E sobre o que se deve entender por “intervenção no processo”, ensina Rodrigues Bastos que a mesma reporta-se à prática de acto susceptível de por termo à revelia do réu, esclarecendo que a intervenção do réu ( ou do Ministério Público) preenche as finalidades da citação, desde que ele não se mostre, desde logo, interessado em arguir essa omissão.
No mesmo sentido, salienta Lebre de Freitas que ao intervir no processo o réu ( ou o Ministério Público) tem, ou pode logo ter, pleno conhecimento do processado, pelo que optando pela não arguição da falta, não pode deixar de se presumir iuris et de jure que dela não quer, porque não precisa, prevalecer-se.
E importante, para que essa intervenção no processo possa assumir tal relevo, é, no dizer do Acórdão da Relação do Porto, de 17.12.2008 , que a mesma pressuponha “o conhecimento ou a possibilidade de conhecimento da pendência do processo, como decorreria da citação; se, com esse conhecimento, o réu intervém sem arguir a falta de citação é porque não está interessado em prevalecer-se dessa omissão, devendo a mesma considerar-se sanada”.
Será, assim, suficiente qualquer intervenção do réu no processo, ainda que não qualificada como defesa ou mesmo formalmente inválida, para por termo à revelia absoluta, bastando, para tanto, a simples junção de procuração a mandatário judicial .
No caso dos autos, está provado que a executada recebeu a comunicação da Sra. Solicitadora de execução datada de 05.08.2010, que, no dia 17.8.2010, remeteu, via Citius, aos presentes autos requerimento com junção de procuração forense e que, no dia 01.09.2010, através de requerimento remetido via CITIUs referencia 177367, veio arguir a falta de citação ( cfr. fls. 63 a 74 dos autos).
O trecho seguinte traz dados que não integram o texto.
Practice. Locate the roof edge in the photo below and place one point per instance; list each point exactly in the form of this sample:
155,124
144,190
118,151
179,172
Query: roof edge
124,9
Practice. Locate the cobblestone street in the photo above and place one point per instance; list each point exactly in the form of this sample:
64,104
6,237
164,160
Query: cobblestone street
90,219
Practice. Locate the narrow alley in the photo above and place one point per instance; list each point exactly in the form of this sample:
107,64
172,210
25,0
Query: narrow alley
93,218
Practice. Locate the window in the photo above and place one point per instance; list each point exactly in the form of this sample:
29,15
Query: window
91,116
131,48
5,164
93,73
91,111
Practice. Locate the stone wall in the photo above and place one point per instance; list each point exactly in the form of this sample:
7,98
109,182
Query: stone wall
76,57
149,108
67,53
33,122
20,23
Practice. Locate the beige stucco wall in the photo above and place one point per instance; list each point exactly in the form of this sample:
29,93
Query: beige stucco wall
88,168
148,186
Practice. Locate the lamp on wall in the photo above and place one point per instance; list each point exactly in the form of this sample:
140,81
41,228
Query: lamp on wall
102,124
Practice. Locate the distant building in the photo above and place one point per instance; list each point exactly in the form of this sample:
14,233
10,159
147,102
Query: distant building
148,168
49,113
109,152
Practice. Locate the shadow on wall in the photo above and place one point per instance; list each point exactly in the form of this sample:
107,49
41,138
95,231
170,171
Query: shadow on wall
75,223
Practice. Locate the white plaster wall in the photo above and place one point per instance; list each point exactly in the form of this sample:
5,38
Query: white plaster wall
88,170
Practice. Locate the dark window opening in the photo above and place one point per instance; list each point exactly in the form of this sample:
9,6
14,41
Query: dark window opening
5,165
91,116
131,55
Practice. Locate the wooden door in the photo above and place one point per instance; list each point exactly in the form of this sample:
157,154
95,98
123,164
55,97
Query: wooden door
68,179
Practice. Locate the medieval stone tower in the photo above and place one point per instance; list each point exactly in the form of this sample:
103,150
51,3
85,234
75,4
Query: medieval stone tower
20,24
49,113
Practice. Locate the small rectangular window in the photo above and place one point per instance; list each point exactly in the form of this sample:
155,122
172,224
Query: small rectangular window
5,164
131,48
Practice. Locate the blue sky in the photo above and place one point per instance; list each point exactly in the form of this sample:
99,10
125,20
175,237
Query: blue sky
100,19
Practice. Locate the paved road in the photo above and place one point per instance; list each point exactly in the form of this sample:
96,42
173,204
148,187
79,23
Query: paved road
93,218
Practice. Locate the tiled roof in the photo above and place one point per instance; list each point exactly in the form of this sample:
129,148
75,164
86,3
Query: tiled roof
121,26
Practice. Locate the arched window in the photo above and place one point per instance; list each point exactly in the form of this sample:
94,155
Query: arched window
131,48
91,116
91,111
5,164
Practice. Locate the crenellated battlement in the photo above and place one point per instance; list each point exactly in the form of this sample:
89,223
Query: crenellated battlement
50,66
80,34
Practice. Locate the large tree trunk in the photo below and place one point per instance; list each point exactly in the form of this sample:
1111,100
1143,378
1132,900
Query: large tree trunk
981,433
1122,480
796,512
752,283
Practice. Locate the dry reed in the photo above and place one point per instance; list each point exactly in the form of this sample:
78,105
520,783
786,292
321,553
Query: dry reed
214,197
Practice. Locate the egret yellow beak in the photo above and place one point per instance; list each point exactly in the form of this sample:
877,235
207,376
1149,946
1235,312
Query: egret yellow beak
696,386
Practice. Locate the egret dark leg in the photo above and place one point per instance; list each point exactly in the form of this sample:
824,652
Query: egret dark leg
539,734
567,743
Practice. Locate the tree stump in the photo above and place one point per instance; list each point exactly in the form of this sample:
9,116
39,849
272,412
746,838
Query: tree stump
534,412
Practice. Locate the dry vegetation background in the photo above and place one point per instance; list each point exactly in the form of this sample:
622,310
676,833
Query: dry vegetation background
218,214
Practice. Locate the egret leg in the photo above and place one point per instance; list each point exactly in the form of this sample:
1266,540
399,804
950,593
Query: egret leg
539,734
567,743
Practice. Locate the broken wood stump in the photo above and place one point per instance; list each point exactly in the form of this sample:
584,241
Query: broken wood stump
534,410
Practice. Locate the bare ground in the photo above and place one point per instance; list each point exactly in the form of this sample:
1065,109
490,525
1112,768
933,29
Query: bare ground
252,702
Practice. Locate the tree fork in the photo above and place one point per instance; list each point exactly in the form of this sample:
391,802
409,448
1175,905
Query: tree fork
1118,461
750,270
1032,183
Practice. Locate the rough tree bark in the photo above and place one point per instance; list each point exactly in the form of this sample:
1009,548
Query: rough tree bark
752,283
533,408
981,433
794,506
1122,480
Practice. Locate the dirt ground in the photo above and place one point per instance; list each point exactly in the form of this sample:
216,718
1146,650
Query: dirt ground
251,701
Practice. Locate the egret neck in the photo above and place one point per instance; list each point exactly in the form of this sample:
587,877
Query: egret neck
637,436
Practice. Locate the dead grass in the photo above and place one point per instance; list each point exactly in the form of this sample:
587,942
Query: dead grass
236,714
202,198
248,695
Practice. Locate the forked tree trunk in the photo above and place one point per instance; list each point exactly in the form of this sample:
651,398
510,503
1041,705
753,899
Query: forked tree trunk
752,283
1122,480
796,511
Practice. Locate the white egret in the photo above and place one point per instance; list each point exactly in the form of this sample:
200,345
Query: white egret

Ora, se é verdade que a notificação efectuada pela solicitadora de execução, em 05.08.2010, é um acto processual que pode praticar-se no decurso das férias judiciais conforme resulta, claramente, do disposto no art. 143º, nºs 1 e 2 do C. P. Civil, também não é menos verdade que, decorrendo as férias judiciais no período entre 1 a 31 de Agosto, a prática de qualquer acto processual, desde que não destinado a evitar dano irreparável, só pode ter lugar no primeiro dia útil depois do término das férias judiciais de Verão, ou seja, no dia 01.09.2010.
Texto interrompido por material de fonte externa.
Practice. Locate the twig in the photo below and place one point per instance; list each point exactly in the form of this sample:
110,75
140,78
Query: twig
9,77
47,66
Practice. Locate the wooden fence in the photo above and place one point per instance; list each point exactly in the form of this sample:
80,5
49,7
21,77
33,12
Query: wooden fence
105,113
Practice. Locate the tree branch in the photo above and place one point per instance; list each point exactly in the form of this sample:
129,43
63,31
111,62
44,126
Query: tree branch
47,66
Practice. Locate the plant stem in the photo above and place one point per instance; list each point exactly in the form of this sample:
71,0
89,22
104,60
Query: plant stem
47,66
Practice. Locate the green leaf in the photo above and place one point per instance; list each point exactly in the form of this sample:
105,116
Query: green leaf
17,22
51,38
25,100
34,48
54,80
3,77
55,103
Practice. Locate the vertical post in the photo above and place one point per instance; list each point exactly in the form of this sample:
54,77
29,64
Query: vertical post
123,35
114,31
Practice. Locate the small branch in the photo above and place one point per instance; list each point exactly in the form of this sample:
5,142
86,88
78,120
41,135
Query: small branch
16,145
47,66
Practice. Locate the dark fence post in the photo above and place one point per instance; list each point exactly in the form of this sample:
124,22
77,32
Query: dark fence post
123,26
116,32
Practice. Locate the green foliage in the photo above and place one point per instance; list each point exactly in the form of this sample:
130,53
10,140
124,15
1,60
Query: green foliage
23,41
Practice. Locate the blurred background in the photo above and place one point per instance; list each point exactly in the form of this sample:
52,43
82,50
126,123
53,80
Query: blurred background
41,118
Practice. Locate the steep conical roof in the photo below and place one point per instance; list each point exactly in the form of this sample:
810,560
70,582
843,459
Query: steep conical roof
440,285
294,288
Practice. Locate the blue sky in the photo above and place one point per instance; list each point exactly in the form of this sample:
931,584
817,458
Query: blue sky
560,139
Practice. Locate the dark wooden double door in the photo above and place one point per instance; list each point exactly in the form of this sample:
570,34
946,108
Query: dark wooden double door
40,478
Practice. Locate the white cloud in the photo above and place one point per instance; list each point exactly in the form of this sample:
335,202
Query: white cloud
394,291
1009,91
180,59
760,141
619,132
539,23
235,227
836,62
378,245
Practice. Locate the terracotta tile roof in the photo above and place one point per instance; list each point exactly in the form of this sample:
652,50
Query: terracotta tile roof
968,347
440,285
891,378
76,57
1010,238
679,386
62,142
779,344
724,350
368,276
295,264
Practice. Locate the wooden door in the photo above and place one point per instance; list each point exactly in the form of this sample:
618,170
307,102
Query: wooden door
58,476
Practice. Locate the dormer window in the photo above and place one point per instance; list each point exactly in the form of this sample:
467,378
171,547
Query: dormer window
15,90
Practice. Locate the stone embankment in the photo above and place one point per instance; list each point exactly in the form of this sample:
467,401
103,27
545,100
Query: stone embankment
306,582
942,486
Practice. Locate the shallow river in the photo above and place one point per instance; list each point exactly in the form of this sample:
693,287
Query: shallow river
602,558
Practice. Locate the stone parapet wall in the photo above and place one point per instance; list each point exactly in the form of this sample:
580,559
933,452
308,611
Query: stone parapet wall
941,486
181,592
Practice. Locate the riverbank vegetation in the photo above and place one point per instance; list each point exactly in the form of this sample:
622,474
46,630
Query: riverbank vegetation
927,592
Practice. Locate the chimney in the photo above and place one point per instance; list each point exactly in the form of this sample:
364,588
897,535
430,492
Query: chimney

E ainda que se admita que a circunstância da procuração forense ter sido junta a 17.08.2010, via Citius, não acarrete a ineficácia da sua junção, no fundo, não podemos deixar de considerar que a junção de tal procuração só ganha eficácia processual no primeiro dia útil depois de férias, ou seja, no dia 01.09.2010.
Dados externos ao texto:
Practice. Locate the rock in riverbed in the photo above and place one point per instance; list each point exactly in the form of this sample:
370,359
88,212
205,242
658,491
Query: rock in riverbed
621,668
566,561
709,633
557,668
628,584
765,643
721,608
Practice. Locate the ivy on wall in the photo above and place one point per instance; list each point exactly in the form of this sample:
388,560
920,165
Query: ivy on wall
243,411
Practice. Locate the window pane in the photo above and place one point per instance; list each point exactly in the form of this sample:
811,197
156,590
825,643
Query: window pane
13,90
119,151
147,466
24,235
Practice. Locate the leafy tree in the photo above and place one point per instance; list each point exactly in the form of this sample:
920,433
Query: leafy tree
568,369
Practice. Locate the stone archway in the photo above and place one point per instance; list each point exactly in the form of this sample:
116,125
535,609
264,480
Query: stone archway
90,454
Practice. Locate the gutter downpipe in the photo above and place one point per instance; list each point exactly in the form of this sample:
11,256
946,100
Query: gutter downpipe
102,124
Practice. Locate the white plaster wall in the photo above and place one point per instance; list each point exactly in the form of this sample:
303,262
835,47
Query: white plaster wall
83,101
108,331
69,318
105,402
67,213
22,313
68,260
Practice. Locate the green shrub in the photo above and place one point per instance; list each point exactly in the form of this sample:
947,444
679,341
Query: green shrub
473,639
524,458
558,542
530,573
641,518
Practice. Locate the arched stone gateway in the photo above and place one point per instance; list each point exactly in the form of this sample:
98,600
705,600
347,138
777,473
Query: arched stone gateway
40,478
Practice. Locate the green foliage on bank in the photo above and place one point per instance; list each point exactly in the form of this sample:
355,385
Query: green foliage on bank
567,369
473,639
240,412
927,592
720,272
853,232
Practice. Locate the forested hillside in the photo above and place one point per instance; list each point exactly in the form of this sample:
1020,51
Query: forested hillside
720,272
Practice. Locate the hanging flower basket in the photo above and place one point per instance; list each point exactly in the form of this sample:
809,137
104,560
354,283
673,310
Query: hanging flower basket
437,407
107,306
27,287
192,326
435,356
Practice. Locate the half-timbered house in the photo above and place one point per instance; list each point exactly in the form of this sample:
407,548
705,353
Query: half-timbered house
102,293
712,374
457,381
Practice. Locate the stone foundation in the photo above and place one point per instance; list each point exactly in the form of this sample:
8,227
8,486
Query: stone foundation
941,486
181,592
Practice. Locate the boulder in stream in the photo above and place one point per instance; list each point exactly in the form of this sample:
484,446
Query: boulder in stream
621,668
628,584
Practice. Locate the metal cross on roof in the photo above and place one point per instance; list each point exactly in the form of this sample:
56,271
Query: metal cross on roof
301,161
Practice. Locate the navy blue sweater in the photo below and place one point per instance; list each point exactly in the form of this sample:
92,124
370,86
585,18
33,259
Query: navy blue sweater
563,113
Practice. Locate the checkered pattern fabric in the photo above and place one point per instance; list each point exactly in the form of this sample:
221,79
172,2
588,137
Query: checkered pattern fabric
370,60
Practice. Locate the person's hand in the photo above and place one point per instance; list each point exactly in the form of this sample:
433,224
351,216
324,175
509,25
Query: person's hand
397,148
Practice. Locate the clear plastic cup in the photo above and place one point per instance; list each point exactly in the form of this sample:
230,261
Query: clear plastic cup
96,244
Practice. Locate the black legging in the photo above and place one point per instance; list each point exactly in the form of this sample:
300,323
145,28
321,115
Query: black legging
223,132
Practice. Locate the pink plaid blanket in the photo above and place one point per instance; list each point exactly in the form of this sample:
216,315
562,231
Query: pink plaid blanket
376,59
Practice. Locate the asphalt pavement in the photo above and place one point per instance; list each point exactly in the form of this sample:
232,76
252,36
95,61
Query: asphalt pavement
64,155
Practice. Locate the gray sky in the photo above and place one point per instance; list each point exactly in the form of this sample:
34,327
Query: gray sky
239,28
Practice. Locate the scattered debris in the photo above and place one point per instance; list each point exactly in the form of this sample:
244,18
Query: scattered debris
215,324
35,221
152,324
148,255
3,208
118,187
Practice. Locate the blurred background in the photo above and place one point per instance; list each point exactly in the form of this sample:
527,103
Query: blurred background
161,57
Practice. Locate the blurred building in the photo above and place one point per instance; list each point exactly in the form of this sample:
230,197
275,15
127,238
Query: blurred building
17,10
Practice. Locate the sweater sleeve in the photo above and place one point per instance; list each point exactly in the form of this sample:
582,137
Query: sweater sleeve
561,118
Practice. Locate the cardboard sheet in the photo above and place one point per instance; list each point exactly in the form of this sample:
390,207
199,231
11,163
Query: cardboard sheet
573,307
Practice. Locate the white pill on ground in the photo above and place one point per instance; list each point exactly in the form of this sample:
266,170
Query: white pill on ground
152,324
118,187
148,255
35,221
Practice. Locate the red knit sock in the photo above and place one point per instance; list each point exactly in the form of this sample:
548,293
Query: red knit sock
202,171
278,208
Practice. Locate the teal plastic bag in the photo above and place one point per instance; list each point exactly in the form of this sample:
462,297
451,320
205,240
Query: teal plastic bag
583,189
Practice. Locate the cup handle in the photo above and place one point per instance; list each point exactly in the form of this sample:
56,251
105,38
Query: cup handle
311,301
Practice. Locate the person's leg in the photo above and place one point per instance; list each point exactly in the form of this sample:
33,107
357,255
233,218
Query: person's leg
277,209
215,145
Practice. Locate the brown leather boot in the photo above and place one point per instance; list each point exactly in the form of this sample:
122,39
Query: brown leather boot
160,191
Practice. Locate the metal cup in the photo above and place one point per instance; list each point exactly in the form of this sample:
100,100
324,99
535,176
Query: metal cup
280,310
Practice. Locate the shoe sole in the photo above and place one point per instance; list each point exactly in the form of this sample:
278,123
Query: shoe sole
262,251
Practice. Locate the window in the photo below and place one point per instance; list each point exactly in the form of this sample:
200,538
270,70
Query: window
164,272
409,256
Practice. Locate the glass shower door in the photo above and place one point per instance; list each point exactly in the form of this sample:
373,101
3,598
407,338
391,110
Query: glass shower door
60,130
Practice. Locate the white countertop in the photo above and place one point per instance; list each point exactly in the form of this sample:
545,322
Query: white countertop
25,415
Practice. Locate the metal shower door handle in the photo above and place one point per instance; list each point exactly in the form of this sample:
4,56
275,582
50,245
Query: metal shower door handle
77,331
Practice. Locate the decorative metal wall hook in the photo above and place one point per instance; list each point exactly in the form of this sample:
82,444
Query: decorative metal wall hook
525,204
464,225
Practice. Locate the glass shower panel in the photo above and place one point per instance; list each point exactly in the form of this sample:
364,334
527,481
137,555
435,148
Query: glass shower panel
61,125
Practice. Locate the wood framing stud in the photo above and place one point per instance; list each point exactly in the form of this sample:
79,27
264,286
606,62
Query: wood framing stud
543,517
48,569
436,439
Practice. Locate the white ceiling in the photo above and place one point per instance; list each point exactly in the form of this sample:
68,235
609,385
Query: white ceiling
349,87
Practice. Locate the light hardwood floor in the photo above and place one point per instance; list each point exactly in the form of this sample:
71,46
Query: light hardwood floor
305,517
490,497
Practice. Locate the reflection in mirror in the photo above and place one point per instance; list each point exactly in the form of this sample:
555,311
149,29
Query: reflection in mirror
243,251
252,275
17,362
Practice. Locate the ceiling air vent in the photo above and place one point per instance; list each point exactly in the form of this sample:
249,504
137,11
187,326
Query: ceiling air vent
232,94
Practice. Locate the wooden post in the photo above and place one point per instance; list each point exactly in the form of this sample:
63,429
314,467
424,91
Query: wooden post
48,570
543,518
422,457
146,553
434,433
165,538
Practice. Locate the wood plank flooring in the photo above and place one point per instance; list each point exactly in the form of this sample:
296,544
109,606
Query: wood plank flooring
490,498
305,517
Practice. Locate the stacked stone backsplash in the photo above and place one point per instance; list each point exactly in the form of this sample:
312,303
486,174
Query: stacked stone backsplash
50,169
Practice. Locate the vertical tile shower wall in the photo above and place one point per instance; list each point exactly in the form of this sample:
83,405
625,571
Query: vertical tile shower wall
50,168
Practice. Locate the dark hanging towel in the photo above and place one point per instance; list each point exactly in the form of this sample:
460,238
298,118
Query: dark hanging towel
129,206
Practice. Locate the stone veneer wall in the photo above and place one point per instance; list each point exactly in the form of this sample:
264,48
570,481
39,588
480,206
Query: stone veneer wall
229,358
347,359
De resto, esta também seria a solução caso a executada tivesse invocado a sua falta de citação juntamente com a junção da procuração, pois que, não se tratando de um acto destinado a evitar dano irreparável, sempre estaríamos perante um acto que, de acordo com o disposto no citado art. 143º, nº1, não pode ser praticado durante as férias judicias.
Mas se a junção da procuração forense só se torna eficaz no dia 1.09.2010, ou seja, na mesma data em que a executada invocou a sua falta de citação, há que excluir a possibilidade de sanação da nulidade decorrente de tal vício, pelo que nenhuma censura merece a decisão recorrida ao julgar procedente a invocada falta de citação, que será, por isso, de manter.
Improcedem, por isso, todas as demais conclusões da exequente/apelante.